Shirley Jackson’s The Lottery opens in the beautiful morning of the 27th day of June in a town inhabited by approximately three hundred people. The villagers, along with their children who had just been picking stones, gathered in the town square for the much awaited “lottery”. The said affair, administered by Mr. Summers, had been observed like a tradition. The original paraphernalia had been significant as it was as old as the Old Man Warmer, believing that the official box being used is made out of the remains of the original, the one utilized by the first inhabitants.
The story progresses as Mr. Summers, the official of the lottery and was assisted by Mr. Graves, declared the lottery open and summoned all the names of the heads of the families along with the other men of the village. After making sure that all the villagers were present in the town square, he started calling their names one after another. Each man took a slip of paper out of the box as they were called. Apparently, the marked slip – the parcel that had a black spot on it, fell in Bill Hutchinson’s hands.

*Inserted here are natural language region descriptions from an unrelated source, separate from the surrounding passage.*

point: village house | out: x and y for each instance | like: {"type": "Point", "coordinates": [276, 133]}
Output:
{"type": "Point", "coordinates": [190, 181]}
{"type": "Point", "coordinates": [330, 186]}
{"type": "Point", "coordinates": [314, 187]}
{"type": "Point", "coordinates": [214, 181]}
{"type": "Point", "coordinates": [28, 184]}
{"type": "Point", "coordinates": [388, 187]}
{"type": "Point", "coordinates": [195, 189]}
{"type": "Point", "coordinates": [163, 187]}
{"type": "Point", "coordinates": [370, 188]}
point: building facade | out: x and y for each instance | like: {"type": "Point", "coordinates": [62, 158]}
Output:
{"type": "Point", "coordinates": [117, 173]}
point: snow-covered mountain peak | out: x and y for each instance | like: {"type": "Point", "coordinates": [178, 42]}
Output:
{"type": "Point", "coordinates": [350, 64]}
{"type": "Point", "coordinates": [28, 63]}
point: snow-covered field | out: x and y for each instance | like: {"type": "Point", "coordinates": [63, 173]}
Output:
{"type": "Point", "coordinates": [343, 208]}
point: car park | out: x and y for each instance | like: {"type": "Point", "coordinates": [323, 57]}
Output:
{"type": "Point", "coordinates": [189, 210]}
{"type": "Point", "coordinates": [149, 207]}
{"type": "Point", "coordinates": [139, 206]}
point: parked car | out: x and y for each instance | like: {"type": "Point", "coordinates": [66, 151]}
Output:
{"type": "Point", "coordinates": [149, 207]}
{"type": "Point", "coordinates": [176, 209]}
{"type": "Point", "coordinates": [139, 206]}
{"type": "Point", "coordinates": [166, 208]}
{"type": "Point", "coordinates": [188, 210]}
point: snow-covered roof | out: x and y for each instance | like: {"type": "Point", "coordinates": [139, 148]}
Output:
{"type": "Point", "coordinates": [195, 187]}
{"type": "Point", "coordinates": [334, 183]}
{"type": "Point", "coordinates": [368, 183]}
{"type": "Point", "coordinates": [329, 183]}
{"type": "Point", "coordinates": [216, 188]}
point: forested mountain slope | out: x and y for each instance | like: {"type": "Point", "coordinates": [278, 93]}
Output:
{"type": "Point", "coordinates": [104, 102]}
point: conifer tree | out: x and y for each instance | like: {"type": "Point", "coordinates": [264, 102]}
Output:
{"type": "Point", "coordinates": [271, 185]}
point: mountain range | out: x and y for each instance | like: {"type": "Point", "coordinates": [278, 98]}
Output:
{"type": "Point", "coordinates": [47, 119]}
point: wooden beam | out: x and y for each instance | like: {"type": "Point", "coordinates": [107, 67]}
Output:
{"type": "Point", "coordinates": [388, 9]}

Another “draw” was made, this time within the Hutchinson family. Bill, his wife Tessie and their kids Bill Jr. , Nancy and little Dave (with the help of Mr. Graves), took their own slip of paper from the box. Later, Tessie, who had been in outrage since the “luck” of the lottery was called in their house, had picked out the marked piece. At that very moment, all the men, women and children of the village, including her husband and children, with stones in their hands, surrounded her. The main ritual of “stoning” Tessie to death marked the end of the story.